Expanding, The Necessary Evil

Nice problem. This question has been heavily veiled with complicated looking symbols.

Let's solve the 2 innermost brackets.

$(x - 1)(\displaystyle \sum_{i = 0}^j x^i) = (x - 1)(1 + x + x^2 + \ldots + x^j)$

$= x^{j +1} - 1$

Whoa! How did I do that?! I just simplified it. You can experiment with known values of $n$ and find it always total to this.

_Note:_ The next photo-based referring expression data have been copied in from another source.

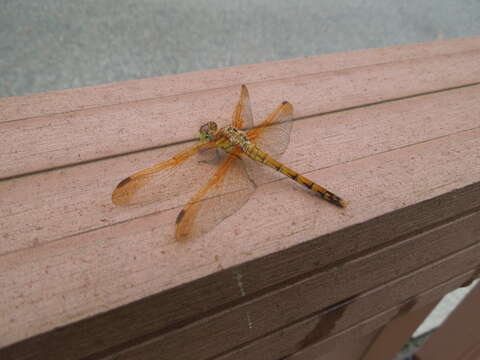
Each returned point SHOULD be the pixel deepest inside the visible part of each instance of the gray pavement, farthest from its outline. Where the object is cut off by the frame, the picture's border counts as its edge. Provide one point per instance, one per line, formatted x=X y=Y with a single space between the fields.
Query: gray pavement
x=59 y=44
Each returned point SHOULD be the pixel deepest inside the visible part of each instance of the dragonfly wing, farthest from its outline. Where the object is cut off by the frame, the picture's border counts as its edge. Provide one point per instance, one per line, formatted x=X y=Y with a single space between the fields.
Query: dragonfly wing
x=273 y=137
x=242 y=115
x=273 y=134
x=166 y=180
x=226 y=192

Following this principle, we continue with the question.

$\dfrac {(x^{j + 1} - 1) + 1}{x}$

$\frac {x^{j + 1}}{x}$

$x^j$

Next stage.

$(x - 1)(\displaystyle \sum_{j = 1}^{n + 1} x^j) = (x - 1)(x + x^2 + \ldots + x^{n + 1})$

$= x^{n + 2} - x$

Final stage. This part is relatively simple.

$\frac {x^{n + 2} - x}{x} = \frac {x(x^{n + 1} - 1)}{x}$

$= x^{n + 1} - 1$

Magic!! :D

I think the author is trying to tell us to find

$\dfrac{(x-1) \displaystyle\sum_{n=1}^{ m+1}\left( \dfrac{(x-1)\left(\displaystyle\sum_{i=0}^{n} x^i\right)+1}{x}\right)}{x}$

if so, the answer would be $x^{m+1}-1$

You can write $\displaystyle\sum_{i=0}^{n}x^i$ as $\dfrac{1-x^{n+1}}{1-x}$

So, $(x-1)\left(\displaystyle\sum_{i=0}^{n}x^i\right)$ will become $x^{n+1}-1$

and $\dfrac{(x-1)\left(\displaystyle\sum_{i=0}^{n} x^i\right)+1}{x}$ becomes $x^n$

Now, the expression looks like $\dfrac{(x-1)\left(\displaystyle\sum_{n=1}^{m+1}x^n\right)}{x}$

which can be further simplified to $x^{m+1}-1$ .